Tag Archives: a fable about a magic girl

The Magic Girl

It was a gray cool, cloudy day with nothing to do and nowhere to go and no one to do anything with or go anywhere with.

So she took out her coloring book, and her crayons and began to color.

She colored a house, with two stories, and two porches, and four bedrooms, and a beautiful kitchen full of new pots and pans and plates, and full of beautiful fruits and vegetables and grains and sun flowers in vases, and a big bedroom with a king sized bed and easy chairs and walk-in closets, and she colored a big backyard with a lily pond in it, and shade trees and flagstones and a swing and picnic table.

And then she got up and walked into the house and sat at the table in the kitchen nook and took out her colors and began again.

She colored a cat, black and white, with long hair, very beautiful. And then the cat got up, and stepped out of the book. She put her hand on the cats head, and sunk the tips of her fingers into the cats velvety soft fur, and rubbed the backs of her knuckles up into the cat’s cheeks and into her ears. The cat looked deeply into her warm eyes and began to purr. Then the cat lay down beside her on a kitchen chair and took a nap.

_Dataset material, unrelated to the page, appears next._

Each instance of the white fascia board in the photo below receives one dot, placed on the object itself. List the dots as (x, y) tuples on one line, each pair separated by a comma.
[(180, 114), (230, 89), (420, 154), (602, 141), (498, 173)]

And then she colored a boy, her age, with smooth skin, and dark hair and deep black eyes. And when she was done, he got up and walked out of the book and sat down at the table besides her. He took her hand in hers, and said, “I love you,” and kissed her gently on the lips. She put her hand in his hair and looked into his eyes. And then he sat beside her, and she began to color again.

Then she colored her soul, it all its detail, her lively personality, her fun spirit, her generous heart, her quick mind, her strong will, her gracious dignity, her glacial irrationality, her magnificent diffidence, her supreme anxiety, her overwhelming lack of confidence, her flappable existentiality, her her within the her of the very essential her.

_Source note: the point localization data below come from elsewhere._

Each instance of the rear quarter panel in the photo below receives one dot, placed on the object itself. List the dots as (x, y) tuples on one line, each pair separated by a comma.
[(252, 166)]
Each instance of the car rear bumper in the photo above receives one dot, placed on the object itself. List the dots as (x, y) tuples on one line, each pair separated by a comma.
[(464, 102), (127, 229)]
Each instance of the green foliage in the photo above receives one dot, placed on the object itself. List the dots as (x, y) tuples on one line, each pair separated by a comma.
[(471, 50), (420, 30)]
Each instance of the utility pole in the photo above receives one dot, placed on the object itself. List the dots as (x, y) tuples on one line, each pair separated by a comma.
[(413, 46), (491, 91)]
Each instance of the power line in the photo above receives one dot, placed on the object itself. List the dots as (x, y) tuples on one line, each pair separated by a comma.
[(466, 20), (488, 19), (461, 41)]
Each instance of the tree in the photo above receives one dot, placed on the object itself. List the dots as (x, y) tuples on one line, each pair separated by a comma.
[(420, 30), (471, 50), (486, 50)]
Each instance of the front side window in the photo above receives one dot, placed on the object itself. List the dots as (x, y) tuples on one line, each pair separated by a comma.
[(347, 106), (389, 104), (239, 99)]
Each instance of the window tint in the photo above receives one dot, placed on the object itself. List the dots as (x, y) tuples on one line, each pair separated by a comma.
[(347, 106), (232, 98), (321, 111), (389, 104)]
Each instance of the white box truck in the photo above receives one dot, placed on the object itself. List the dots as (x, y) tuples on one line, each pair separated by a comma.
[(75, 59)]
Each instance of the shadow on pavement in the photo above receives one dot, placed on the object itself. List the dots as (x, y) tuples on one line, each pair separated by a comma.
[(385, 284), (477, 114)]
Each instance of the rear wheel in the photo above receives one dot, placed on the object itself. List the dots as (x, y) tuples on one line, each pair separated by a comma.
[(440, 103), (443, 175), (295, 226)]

Then all of her was there, in vivid colors, rising off the page and encircling her with bright shades and hues and tones, the colors glittering like water in the sun, sparkling like diamonds under stage lights. Then the colors curtained and rippled and pulsed like the Northern lights, and then they fell upon her even as she kept coloring, more and more, and the shades and hues and tones radiated into her skin like sunshine, rubbed into her skin like moisturizing cream, soaked softly into her skin like sugar dissolving in tea, soaked deeply into her very core like water dripping into an aquifer.

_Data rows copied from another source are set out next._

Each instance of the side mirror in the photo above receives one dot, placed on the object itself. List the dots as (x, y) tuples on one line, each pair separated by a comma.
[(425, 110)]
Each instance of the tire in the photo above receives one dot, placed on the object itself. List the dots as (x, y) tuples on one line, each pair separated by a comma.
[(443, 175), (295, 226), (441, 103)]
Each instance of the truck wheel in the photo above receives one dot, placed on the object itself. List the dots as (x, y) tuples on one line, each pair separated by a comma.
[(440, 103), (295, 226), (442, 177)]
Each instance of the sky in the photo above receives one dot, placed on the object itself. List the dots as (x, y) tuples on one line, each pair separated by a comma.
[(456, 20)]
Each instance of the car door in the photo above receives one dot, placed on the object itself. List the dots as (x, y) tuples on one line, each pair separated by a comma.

And then the house and the cat and the boy all disappeared and all the crayons rose up out of the box and out of her hands and ribboning themselves in a double helix, they descended into her head, and you could see them even through her clothing, diving into her very core, into the essence within the essence of her very quintessence, shimmering inside of her, flashing, pulsing, blowing up like the sun in ribbons and arches and flares within her.

And then she quieted, and glowed softly, and the colors subsided within, now occasionally flickering out of her eyes, now sometimes appearing at the ends of her finger tips.

And then she got up, and walked back through nowhere to where she had come from, ready for — anything.